Business analysis for today is a markedly different function from even a few years ago. Cheaply available computing power combined with sophisticated open-source technologies and methods means that organizations that embrace a data-driven culture significantly out-perform their traditional peers. In certain disciplines, (e.g. Web/Marketing Analytics, Risk/Portfolio Management) the use-cases have been clear for some time and AI adoption is pervasive.
Use-cases in Finance and Accounting have traditionally been less clear, but that is rapidly changing. Organizations are seeking to leverage Advanced Analytics (from data preparation through visualization and ultimately machine learning model development) but they often could use assistance in getting started. Clearview’s Active Supplier Management is proving to be a very good analytics use-case as we have been identifying 10-20% savings in vendor spend.

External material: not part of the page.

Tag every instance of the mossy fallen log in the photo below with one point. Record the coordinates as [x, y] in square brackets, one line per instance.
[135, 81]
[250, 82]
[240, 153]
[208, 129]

We also realize that the concept of Machine Learning for finance & accounting can be daunting, and its relevance difficult to envision. However, the first stage in Advanced Analytics is obtaining and preparing data – and this is an area that any analyst, regardless of background, can relate to. Furthermore, there is a substantial amount of value to be extracted while creating this data foundation, upon which more sophisticated modeling can be conducted.
To help take Advanced Analytics from an abstract concept to something more relevant, we are introducing a series of Micro-Cases in Analytics. These cases are individual examples of contemporary analytical techniques or capabilities that have been valuable to our clients. We do not intend to follow any order or schedule with our Micro-Cases except to share topics that may be of interest to others.

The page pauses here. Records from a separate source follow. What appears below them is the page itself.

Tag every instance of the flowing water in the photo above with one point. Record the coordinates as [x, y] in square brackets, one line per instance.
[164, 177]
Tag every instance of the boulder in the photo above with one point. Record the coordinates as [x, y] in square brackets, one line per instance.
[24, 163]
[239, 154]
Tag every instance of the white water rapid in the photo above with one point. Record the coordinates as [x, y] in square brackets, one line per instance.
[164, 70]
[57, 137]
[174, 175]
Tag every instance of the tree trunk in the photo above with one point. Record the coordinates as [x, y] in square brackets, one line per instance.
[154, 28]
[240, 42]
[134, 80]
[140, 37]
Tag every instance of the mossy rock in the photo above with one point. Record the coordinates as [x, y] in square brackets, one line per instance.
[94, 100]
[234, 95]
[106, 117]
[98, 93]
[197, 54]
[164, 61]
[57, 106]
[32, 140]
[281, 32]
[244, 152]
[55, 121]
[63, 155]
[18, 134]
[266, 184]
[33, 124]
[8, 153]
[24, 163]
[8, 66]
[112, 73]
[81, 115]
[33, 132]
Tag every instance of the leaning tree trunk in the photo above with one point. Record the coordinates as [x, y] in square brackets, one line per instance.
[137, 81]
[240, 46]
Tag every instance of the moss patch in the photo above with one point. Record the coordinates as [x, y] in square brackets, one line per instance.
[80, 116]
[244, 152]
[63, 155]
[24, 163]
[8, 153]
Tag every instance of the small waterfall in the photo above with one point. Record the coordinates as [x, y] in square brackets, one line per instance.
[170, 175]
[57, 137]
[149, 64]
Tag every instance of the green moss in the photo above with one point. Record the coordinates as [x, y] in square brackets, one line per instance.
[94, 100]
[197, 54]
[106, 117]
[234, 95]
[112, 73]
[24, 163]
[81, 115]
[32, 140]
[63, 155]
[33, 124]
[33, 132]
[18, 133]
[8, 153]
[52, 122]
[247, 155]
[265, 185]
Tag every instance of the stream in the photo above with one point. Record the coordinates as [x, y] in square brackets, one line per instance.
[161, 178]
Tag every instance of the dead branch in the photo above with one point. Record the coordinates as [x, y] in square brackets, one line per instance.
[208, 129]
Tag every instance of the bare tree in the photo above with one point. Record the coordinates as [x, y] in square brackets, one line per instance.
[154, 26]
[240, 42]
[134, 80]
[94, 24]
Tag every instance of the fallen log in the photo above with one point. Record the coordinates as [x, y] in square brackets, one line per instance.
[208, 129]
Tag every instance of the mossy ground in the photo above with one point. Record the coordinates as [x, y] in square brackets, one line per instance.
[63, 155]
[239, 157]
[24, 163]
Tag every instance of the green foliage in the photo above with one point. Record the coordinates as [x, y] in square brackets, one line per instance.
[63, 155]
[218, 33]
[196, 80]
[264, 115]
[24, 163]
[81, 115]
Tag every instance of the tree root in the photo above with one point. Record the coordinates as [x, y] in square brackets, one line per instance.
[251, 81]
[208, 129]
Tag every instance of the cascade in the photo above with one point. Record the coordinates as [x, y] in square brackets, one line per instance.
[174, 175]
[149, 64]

For our first in the series, we look at the problem of applying credits at scale.
Micro-Cases in Analytics #1: Applying Credits
A data characteristic that is unique to finance and accounting is the concept of a reversing transaction. Reversals in science or marketing analytics are rare, but in the finance world, it is perfectly normal to see 2-5% of entries in a dataset offsetting. Such entries not only add no informational value, they actually distort any analysis involving counts or averages. For example, a hotel stay with 3 nights’ charges plus a negative amount for a single night – meaning four lines for what was a two-night stay.
Historically, there has often been little choice but to manually identify and remove offsetting entries which is a time-consuming (and boring) task. Consequently, this is one of the first things we encountered that was helpful to solve.

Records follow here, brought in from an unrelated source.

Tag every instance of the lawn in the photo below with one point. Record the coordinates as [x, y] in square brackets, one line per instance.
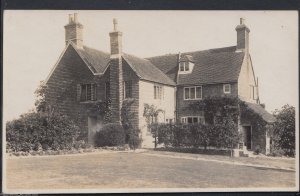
[136, 170]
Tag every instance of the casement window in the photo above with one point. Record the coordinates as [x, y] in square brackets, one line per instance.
[86, 92]
[192, 119]
[169, 120]
[192, 93]
[107, 90]
[227, 88]
[127, 89]
[158, 92]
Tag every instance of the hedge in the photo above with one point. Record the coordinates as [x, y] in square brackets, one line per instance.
[41, 131]
[196, 135]
[111, 134]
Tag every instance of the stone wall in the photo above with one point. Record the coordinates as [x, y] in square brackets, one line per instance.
[207, 91]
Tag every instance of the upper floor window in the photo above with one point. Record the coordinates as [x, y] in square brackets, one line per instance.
[158, 92]
[227, 88]
[86, 92]
[192, 93]
[186, 64]
[107, 90]
[127, 89]
[252, 92]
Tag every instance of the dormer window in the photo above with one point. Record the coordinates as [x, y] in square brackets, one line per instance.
[186, 64]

In our illustration, we consider a public dataset of Oklahoma State Employee Purchase card transactions. There are 1.07M transactions from 2015 to today, with a total of 35,000 negative transactions (credits) – or 3.25% of all transactions.
To match and remove offsetting entries would be manual, extremely time-consuming and prone to errors. To ease this, we created a function apply_credits to identify offsetting transactions based on cardholder, merchant and amount and eliminate them from the working dataset.
When applied to the 1.07M transactions, our apply_credits took under 2 seconds to:
- Identify 24,000 matches based on our criteria
- Check they sum to zero
- Removed them from our dataset
- Check the residual total was unchanged
- Create a .csv file of all the matched items.
Our apply_credits function is written in a generalizable form so that it can be applied to a different dataset within minutes – which is an incredibly useful micro-capability and is a terrific example of how advanced analytics can help with even foundational tasks.